With that ambition, it comes as no surprise that Sallie was an
active, successful student at the segregated Henderson Institute. She
excelled academically as a member of the National Honor Society chapter
at the school, and she also was a head majorette, played basketball and
softball and ran track.

She remembers how she loved going to church and singing in the
choir, and taking on the responsibilities of Sunday school secretary
and then the church secretary. And, of course, having some fun as well.

“Our neighborhood boy friends would go to Bible study or BTU so
they could walk us (the girls in the neighborhood) home when it was
over.

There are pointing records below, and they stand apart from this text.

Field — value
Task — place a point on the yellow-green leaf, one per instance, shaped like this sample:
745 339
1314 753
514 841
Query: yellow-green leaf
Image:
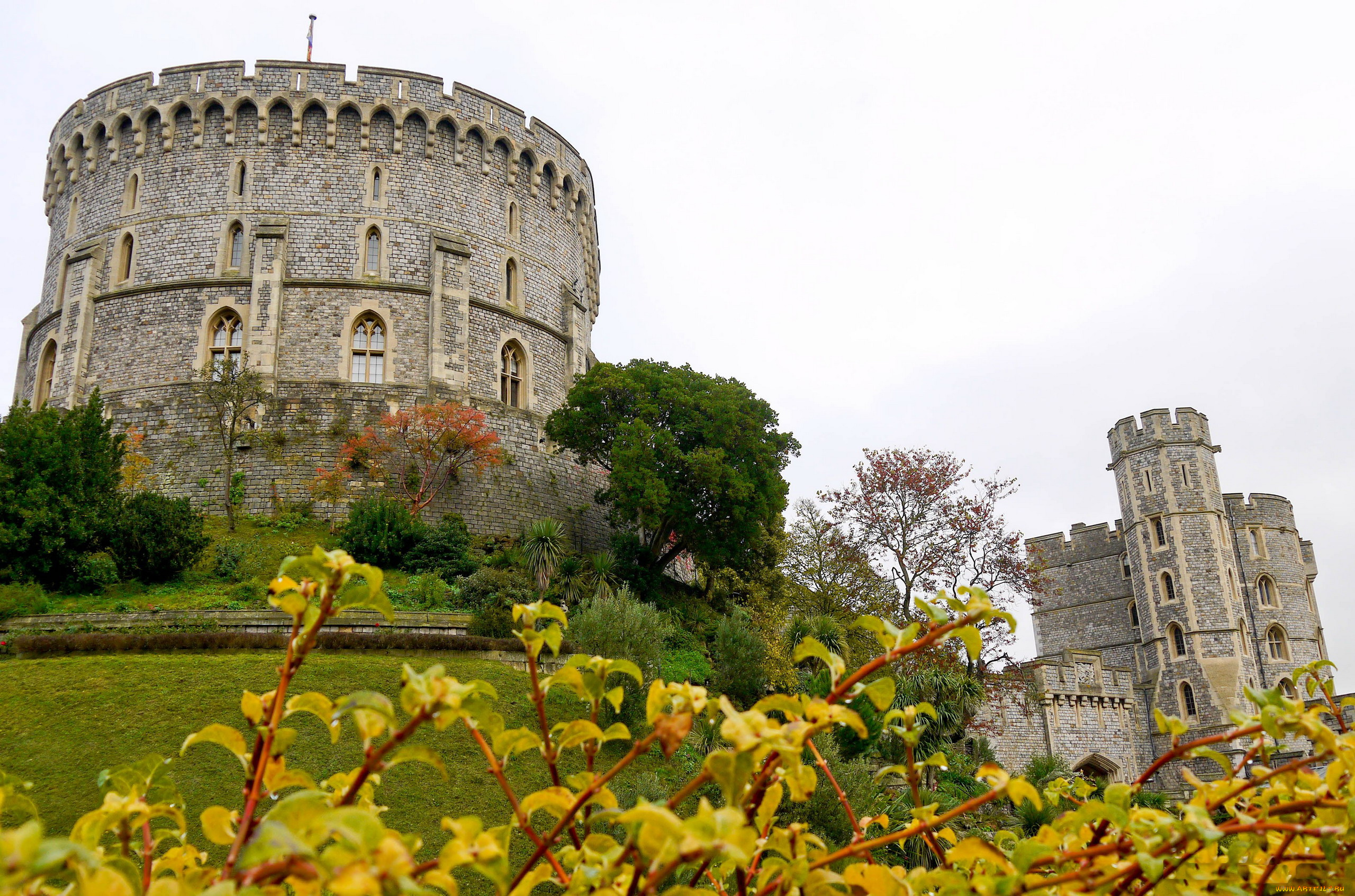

We didn’t have boy company when it rained because the roof
leaked.”

There was always work to be done. “I worked in the tobacco
fields during the summer. I picked cotton so I would have enough money
to go to the fair but we would sneak in so we would have more money to
ride the rides. My four sisters and I had one bicycle and we still had
to share it with the neighbors — everybody took turns riding it.”

As if advising one of the students at Asheville High, she points
out, “Life is not always the way we want it but it can be what we make
it. Your circumstances can change with hard work in school and a desire
to be more than what you see. I still could be what I wanted to be
because the key to success then was education and determination and a
desire.”

And Sallie pursued education with determination. She earned her
B.A. in Business Education, with a minor in Business Administration,
from Barber-Scotia College in Concord, NC. Later she attended Western
Carolina University in Cullowhee and earned a Master’s in Business
Education, another in School Guidance and Counseling, and a
Certification in Administration. While earning her degrees, she
attended school at night and during the summer months while she worked
full time.

She started working as a teacher at Asheville-Buncombe Technical
Community College in 1972. She went to Asheville High as an assistant
principal in 1990, and after thirty-three years of service, she retired
from the Asheville City Schools system.
She also married, and she and her (now ex-) husband reared two
children. Nevaina graduated from the University of North Carolina in
Chapel Hill, and Gramel graduated from the University of North Carolina
in Greensboro. She has four grandchildren.

But retirement from one job doesn’t mean retirement for life.
Sallie has written two books of poetry. Too Weak to Fight & Too
Strong to Hold On is a collection of poems for the broken-hearted. She
notes that a person’s heart can be broken in a second, a minute, an
hour or a day, and that words can sometimes soothe the heart. Her
second book, The Truth Will Make You Lie, tells stories of times when
love and life collide, and the damage that remains when life and love
divide.

She also works part-time at Partners Unlimited, a nonprofit
organization with offices on the lower level of the W.C. Reid Center.
(Anderson Davis is founder and executive director of this program, and
Jim Drummond is the president of the board.) The organization, like
many nonprofits, is constantly in need of volunteers and funding, and
Sallie encourages everyone with free time to share it with the group.

As if those activities aren’t enough to keep her busy, Sallie
and another City Schools retiree, Lyndia Chiles, are co-owners of B4U
& New Resale Boutique. The shop, located at 63 Brook Street in
Biltmore Village, is open Tuesdays through Saturdays from 10 a.m. to 6
p.m. Sallie notes that if they don’t have what you are looking for,
they’ll do their best to help you find it.
Determined, ambitious, and talented people often live lives as full in
retirement as they ever were during their “working” years. And they
usually have lives that would surprise many people who think they know
someone. As Sallie puts it, “[I] always wanted to ask someone, anyone,
anybody, this question, thought it would generate a conversation. ‘When
you look at me what can you see…?’

And what a lot there is to see, when we take the trouble to look!